フォード・インターセプター コンセプトを再考: マスタング骨格のマッスル・セダン

2007年発表 フォード・インターセプター コンセプト: RWD V8が描いた未市販の米国フルサイズセダンの物語を追う
IFCAR, Public domain, via Wikimedia Commons

2007年のデトロイトで公開されたフォード・インターセプター コンセプトを詳解。S197延長のFRレイアウト、5.0L Cammer V8と6速MT、クラシック由来の造形、未市販に終わった理由と意義を振り返る。クラウン・ビクトリアの後継を示唆し、RWDの骨格と400hpが物語るマッスル・セダン、失われた一つの道筋を解説。

2007年、フォードはアメリカン・フルサイズセダンの未来をまったく別の方向へ示唆するコンセプトを公開した。フォード・インターセプター コンセプトは、長年米国のハイウェイと警察車両の代名詞だったクラウン・ビクトリアを現代的に再解釈する試みだった。意欲作ながら、市販化には至らなかった。

デトロイト・オートショーで披露されたインターセプターは、クラシックなフルサイズ・セダンのプロポーションに、5代目マスタング由来のハードウェアを組み合わせた点で存在感を放った。延長されたS197プラットフォームを用い、駆動方式は後輪駆動、リヤはリジッドアクスルを採用。当時の市場トレンドに逆行する選択だが、その硬派さがむしろ企画の個性を際立たせていた。

フォード・インターセプター コンセプト
Ford Interceptor Concept / NAParish from Oakland, CA, CC BY-SA 2.0, via Wikimedia Commons

エクステリアは1960年代のフォードの大型セダン、ギャラクシーやLTDから着想を得ている。面を大きく取り、抑制の効いたラインで流行よりも量感と存在感を強調。インテリアも同じ思想で、アナログメーターとワイドなダッシュボードを備え、他がデジタル化に向かう中でもタッチスクリーンはあえて排していた。今見ても潔い割り切りだ。

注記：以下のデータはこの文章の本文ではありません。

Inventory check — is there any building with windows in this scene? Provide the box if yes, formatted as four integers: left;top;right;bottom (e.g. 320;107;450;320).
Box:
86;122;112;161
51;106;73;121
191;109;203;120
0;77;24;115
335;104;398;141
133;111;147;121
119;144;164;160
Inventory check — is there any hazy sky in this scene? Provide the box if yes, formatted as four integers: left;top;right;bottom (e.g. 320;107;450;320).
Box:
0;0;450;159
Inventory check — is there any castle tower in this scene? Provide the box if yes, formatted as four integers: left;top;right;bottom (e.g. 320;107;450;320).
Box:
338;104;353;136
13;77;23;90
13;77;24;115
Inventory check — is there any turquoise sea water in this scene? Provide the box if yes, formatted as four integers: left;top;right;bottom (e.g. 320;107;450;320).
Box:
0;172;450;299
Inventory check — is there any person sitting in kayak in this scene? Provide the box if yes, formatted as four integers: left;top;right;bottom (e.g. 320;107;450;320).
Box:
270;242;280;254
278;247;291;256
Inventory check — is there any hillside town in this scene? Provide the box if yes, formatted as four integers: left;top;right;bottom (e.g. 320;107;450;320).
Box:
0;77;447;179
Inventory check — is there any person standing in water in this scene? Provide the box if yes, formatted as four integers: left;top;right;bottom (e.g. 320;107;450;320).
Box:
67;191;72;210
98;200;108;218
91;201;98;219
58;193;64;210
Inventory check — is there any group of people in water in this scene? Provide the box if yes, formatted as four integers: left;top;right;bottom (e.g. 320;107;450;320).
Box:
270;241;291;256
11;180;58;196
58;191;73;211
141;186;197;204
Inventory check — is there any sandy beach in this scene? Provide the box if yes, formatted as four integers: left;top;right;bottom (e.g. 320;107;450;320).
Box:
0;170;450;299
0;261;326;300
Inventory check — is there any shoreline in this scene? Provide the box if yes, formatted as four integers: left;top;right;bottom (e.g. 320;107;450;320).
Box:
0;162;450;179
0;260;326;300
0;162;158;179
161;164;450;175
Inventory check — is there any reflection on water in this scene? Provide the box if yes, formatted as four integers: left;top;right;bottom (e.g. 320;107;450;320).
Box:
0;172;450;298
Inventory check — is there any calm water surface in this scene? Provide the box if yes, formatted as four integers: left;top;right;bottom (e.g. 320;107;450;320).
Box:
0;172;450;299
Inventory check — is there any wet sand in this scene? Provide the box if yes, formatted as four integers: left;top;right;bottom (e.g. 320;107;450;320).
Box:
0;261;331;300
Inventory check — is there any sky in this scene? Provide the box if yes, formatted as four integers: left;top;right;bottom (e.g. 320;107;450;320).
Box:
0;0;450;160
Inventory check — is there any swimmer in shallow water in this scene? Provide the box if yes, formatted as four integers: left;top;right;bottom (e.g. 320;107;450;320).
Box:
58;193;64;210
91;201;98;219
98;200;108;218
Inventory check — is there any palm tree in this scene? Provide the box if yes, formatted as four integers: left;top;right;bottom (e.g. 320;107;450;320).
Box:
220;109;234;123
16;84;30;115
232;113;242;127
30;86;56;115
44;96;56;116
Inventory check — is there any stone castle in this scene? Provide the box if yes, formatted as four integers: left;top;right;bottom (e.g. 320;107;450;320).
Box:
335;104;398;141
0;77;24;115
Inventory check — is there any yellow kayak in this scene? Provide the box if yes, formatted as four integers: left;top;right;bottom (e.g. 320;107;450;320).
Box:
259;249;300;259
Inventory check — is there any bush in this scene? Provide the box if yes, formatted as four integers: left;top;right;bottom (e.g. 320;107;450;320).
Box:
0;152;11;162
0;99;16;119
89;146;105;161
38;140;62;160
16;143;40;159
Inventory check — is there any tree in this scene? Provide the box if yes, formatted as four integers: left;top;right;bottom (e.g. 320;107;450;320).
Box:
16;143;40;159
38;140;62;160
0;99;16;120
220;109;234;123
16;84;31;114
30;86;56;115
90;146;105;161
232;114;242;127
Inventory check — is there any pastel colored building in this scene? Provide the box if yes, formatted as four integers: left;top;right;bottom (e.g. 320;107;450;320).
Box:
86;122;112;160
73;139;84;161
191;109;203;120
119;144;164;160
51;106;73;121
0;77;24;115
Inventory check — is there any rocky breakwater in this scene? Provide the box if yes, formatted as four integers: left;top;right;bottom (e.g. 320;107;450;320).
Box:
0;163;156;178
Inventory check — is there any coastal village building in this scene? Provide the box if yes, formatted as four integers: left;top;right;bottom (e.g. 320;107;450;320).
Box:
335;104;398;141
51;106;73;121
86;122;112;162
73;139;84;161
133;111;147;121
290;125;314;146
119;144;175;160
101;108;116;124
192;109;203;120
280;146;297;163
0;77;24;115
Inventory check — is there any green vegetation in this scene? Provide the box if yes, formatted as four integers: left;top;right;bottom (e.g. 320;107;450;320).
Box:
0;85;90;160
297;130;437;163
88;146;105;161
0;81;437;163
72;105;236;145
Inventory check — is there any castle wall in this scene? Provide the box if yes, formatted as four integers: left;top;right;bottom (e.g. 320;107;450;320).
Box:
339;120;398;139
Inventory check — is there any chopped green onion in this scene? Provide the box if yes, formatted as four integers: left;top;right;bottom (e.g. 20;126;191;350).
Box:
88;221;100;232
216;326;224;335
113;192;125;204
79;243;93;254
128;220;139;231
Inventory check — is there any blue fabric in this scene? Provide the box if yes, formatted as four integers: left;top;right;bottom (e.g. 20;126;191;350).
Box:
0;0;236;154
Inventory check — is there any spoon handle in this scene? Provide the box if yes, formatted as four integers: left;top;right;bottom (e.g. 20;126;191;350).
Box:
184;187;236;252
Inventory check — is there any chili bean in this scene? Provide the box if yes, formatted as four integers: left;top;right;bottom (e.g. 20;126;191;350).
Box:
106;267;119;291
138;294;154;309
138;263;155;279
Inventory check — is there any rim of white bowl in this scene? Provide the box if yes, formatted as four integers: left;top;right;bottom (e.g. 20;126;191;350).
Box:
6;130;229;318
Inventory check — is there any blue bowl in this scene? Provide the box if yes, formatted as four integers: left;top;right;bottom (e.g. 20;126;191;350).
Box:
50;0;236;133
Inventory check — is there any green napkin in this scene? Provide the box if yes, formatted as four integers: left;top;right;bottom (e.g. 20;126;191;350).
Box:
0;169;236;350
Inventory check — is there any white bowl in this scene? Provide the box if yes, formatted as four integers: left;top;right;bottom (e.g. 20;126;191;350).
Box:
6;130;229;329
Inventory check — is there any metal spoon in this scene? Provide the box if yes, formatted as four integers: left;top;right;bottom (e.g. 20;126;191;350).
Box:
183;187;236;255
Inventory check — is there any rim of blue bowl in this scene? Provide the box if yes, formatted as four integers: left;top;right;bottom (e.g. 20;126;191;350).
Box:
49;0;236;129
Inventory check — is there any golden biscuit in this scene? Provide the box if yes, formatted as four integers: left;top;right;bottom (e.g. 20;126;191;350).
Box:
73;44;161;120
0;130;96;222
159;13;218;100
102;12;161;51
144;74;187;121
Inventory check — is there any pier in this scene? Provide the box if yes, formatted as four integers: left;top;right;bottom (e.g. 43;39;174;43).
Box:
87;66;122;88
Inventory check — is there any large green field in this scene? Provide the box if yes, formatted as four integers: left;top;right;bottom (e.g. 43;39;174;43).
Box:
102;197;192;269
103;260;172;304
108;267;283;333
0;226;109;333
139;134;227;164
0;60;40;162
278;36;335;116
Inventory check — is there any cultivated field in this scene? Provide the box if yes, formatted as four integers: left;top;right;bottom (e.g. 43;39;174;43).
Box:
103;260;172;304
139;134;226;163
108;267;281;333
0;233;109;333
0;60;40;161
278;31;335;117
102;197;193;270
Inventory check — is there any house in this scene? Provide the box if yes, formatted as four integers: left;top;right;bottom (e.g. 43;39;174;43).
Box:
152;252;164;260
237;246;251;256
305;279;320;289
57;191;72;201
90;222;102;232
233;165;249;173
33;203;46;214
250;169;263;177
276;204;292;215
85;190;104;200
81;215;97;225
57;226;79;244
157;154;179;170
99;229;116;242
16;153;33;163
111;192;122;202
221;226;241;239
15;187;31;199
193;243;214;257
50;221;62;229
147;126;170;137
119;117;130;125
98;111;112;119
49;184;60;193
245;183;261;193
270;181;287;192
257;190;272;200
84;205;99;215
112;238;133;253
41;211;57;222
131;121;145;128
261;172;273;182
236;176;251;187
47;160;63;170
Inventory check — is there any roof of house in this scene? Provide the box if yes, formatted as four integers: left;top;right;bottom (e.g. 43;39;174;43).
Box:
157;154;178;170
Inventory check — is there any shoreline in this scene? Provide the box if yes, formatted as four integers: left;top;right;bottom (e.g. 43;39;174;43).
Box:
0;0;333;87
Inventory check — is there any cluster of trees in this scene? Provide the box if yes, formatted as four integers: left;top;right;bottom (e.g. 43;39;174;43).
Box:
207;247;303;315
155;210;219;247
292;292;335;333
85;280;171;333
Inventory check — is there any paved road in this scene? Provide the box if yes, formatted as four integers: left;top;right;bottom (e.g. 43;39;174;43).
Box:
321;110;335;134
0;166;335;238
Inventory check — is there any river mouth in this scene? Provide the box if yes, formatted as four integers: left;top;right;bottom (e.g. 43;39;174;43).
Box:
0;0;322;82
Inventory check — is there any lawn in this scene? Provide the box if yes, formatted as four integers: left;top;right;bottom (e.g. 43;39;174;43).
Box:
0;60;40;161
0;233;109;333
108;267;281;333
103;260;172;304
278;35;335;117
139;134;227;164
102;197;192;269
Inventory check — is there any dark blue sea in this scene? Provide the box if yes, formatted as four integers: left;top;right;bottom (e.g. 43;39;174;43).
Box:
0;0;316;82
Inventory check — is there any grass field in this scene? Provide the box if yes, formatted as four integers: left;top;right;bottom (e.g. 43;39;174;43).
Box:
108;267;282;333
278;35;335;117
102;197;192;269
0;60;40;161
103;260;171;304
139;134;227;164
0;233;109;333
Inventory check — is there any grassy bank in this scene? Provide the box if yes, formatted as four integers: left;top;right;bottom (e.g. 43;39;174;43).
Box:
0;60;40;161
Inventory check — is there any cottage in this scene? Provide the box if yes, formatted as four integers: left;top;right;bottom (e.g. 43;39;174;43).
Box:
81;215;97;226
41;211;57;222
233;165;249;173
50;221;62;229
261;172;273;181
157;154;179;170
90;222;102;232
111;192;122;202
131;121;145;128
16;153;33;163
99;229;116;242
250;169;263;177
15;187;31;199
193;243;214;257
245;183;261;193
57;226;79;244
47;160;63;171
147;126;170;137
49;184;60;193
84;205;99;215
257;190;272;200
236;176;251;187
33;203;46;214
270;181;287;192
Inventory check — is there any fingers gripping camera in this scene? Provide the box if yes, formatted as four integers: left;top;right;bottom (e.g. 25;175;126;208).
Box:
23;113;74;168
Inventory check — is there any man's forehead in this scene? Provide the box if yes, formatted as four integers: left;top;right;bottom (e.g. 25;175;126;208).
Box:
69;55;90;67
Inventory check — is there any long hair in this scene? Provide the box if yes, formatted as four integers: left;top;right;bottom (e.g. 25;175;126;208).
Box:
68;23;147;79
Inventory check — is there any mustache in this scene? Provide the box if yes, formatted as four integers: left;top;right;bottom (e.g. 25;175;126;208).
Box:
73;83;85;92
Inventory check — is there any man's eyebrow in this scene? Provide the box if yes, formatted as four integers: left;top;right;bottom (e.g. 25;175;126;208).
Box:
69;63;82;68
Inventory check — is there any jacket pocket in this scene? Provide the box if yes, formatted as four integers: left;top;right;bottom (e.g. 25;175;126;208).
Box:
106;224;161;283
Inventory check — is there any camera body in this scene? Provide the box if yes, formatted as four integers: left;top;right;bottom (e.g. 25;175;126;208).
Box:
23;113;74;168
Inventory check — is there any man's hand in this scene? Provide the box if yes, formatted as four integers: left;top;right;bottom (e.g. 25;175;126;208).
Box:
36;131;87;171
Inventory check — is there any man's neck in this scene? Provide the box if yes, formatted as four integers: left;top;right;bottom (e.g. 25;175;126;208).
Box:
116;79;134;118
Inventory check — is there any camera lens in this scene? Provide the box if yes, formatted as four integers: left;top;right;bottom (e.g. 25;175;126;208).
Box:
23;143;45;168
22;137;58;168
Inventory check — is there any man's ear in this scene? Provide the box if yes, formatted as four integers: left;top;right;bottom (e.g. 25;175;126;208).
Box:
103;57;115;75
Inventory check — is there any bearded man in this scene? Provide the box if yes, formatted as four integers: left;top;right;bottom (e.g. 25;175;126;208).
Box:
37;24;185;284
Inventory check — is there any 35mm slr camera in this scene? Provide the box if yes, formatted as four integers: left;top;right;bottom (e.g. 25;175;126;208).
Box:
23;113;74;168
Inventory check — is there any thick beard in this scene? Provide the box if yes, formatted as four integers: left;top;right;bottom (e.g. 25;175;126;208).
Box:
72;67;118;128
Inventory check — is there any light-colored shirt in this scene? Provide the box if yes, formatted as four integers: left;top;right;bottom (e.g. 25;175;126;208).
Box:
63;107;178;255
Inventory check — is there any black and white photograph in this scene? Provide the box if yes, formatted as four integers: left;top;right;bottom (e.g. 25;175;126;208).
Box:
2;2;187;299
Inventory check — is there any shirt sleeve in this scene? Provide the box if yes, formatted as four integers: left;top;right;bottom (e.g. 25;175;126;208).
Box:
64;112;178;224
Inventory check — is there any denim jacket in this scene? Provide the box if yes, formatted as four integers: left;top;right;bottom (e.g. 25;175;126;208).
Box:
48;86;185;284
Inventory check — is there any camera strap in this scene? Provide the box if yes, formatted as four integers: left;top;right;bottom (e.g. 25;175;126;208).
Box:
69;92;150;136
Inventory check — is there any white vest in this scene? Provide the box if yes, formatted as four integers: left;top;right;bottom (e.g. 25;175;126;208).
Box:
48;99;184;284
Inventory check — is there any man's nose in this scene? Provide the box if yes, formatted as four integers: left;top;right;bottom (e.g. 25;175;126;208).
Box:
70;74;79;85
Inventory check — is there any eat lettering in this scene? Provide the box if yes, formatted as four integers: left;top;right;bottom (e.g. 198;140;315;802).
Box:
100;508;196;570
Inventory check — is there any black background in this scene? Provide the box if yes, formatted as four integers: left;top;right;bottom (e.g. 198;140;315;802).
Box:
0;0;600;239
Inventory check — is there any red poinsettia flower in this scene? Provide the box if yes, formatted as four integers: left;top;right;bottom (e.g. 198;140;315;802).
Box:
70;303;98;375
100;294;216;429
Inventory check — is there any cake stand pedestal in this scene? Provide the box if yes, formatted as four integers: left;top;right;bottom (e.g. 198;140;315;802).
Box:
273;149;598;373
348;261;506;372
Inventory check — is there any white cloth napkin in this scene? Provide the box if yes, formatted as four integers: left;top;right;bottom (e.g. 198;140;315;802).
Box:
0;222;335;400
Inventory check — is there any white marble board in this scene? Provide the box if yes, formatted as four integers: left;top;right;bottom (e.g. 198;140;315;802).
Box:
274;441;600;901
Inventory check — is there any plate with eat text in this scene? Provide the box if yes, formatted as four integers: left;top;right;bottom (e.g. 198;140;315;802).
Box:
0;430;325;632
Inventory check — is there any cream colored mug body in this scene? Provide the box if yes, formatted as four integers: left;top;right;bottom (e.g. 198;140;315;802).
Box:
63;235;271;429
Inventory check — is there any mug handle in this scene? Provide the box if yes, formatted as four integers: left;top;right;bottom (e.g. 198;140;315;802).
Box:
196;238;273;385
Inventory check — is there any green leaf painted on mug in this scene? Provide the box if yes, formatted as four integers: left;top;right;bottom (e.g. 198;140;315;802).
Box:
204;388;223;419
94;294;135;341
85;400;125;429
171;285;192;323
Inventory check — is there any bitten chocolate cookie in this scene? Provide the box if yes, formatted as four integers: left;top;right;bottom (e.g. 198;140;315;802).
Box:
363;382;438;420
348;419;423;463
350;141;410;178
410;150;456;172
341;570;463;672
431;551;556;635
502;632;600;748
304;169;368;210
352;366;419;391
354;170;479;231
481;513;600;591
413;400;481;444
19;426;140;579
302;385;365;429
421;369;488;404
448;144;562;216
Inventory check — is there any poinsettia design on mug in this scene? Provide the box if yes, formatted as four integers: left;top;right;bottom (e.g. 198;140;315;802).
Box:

動力源は5.0リッター Ford Racing Cammer V8で、最高出力は400hp。組み合わされるのは6速マニュアルだ。トルク値は公表されなかったものの、このパワートレインの選択が狙いを雄弁に物語る。インターセプターは快適一辺倒の旗艦ではなく、明確にマッスル・セダンとして位置づけられていた。

デザインを率いたのは、1990年代後半にボルボのビジュアル・アイデンティティを刷新したピーター・ホールベリー。彼は、表面は洗練されつつも生々しい力を発揮できる素性を備えることを目指したと述べ、その言葉どおり、フォードが狙ったバランスがかたちになっていた。

フォード・インターセプター コンセプト
Ford Interceptor Concept / NAParish from Oakland, CA, CC BY-SA 2.0, via Wikimedia Commons

結局インターセプターは量産化されなかった。フォードが選んだのは、ボルボのP2アーキテクチャを基にした前輪駆動系のD3プラットフォームを使う6代目トーラスへの移行である。これは伝統的なセダンから段階的に撤退していく同社の大方針にも沿う動きだった。クラウン・ビクトリアは2011年に生産を終了し、トーラスも2019年に退場。米国におけるフォードのフルサイズセダンの幕はここで下りた。

いま振り返ると、インターセプターはもう一つの道筋を示す存在だ。後輪駆動という骨格、受け継がれてきた文脈、そしてエンスージアストを惹きつける魅力に根ざした道。市場は別の方向へ進んだが、このコンセプトは、アメリカン・セダンの行方がまだ定まっていなかった時代を切り取った鮮明なスナップとして記憶に残る。